Sacha Baron Cohen Says He Trained With FBI Interrogator For O.J. Simpson Interview

Sacha Baron Cohen didn’t get O.J. Simpson to confess to murder in his “Who Is America?” interview with the former football star, but he sure tried.

The 2018 Showtime series featured interviews with celebrities and politicians, all hosted by Cohen disguised as a range of over-the-top characters such as Israeli counterterrorism expert Col. Erran Morad and Italian billionaire Gio Monaldo. While none of them exist in real life, they prompted noteworthy figures, including former Vice President Dick Cheney and former Maricopa County Sherriff Joe Arpaio, to do some pretty shocking things, like autographing a “waterboarding kit” and debating gun control with a Shopkins toy.

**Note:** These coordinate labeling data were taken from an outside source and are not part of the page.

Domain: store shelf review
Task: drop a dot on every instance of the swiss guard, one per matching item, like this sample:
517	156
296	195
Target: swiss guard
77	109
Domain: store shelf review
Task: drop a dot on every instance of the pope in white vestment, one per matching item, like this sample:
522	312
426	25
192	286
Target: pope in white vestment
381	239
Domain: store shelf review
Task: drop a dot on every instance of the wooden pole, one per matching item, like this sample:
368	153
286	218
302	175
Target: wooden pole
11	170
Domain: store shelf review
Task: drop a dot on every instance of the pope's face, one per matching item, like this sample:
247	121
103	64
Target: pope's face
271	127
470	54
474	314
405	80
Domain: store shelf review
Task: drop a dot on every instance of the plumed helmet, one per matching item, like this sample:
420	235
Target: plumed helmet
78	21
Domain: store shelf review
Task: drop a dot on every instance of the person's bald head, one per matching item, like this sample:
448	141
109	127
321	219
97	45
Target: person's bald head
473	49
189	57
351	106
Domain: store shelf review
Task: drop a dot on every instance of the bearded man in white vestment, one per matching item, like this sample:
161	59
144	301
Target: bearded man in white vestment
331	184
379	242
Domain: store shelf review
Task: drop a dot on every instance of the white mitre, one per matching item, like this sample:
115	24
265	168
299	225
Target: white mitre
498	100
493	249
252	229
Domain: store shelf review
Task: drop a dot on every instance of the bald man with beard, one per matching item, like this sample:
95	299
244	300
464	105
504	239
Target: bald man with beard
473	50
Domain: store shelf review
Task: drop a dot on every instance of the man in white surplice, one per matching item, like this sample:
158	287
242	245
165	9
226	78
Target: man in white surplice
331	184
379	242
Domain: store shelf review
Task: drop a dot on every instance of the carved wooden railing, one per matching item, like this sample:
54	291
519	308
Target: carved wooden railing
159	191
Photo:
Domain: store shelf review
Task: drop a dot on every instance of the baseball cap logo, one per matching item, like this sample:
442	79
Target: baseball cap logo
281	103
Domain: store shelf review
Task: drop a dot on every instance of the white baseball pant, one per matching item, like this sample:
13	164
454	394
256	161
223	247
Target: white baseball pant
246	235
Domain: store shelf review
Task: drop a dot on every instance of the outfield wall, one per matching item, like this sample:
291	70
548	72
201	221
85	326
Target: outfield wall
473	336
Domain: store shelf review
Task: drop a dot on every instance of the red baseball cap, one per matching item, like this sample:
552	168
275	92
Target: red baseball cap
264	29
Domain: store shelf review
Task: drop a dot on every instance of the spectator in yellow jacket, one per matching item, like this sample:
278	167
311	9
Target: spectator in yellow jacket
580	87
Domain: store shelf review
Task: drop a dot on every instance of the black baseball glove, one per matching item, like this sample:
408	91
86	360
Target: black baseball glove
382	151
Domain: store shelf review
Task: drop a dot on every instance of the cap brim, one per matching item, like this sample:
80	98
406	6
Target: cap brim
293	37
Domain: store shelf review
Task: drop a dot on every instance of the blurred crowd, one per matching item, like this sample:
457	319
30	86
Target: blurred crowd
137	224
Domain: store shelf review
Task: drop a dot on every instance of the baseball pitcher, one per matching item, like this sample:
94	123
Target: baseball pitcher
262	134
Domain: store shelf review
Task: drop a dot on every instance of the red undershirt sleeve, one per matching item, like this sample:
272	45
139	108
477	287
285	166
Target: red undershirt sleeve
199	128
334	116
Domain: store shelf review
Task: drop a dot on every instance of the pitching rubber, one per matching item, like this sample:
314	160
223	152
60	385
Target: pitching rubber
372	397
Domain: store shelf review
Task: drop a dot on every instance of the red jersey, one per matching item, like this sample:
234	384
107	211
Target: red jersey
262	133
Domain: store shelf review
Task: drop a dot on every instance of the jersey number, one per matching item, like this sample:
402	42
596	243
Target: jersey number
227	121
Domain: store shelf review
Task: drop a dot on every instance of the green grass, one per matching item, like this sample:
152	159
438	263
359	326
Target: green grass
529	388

Hoping to score a confession from Simpson, the comedian sought the help of the FBI, he told The Hollywood Reporter in a Q&A published last week.

“I had an absurdly ambitious aim,” Cohen said. “I shot that right at the end of the show, and I had achieved some things I was surprised by. Like, I never thought a politician [Jason Spencer, then a Georgia state representative] would get his buttocks out.”

Cohen had been referencing an earlier episode of his program in which Spencer, having been pranked by Morad, exposed himself and repeatedly yelled racist slurs. The lawmaker announced his resignation days after the footage aired.

“So I trained up with an FBI interrogator,” Cohen continued. “Again, this is reaching too high, but I thought, ‘Let me try it,’ because it was hidden camera ― if he’s ever going to admit it, it would be in a hotel room where he thinks he’s going to earn a lot of money.”

However, Cohen’s teacher wasn’t confident he had a shot.

“So I trained with supposedly the greatest FBI interrogator, and eventually he goes, ‘Who’s this for?’” Cohen recalled. “And I go, ‘It’s for O.J.’ And he goes, ‘That’s going to be tough.’”

For the interview, which was featured in the show’s finale, Cohen transformed one last time into his Monaldo character, donning neon green shorts, a white blazer and a man bun, affecting a heavy Italian accent.

Sitting across from Simpson, Cohen as Monaldo complained about his wife, saying “sometimes I want to completely kill her,” prompting a roar of laughter.

Monaldo then said he had a business partner who was “obsessed” with the 1994 murder of Simpson’s ex-wife Nicole Brown and wanted to know how he “got away with it.”

“Hey, hey, I didn’t get away with nothing,” Simpson replied, smiling and throwing his hands in the air.

Simpson was charged in 1994 with killing Brown and her boyfriend, Ron Goldman, but he was eventually acquitted in one of the nation’s most controversial murder trials.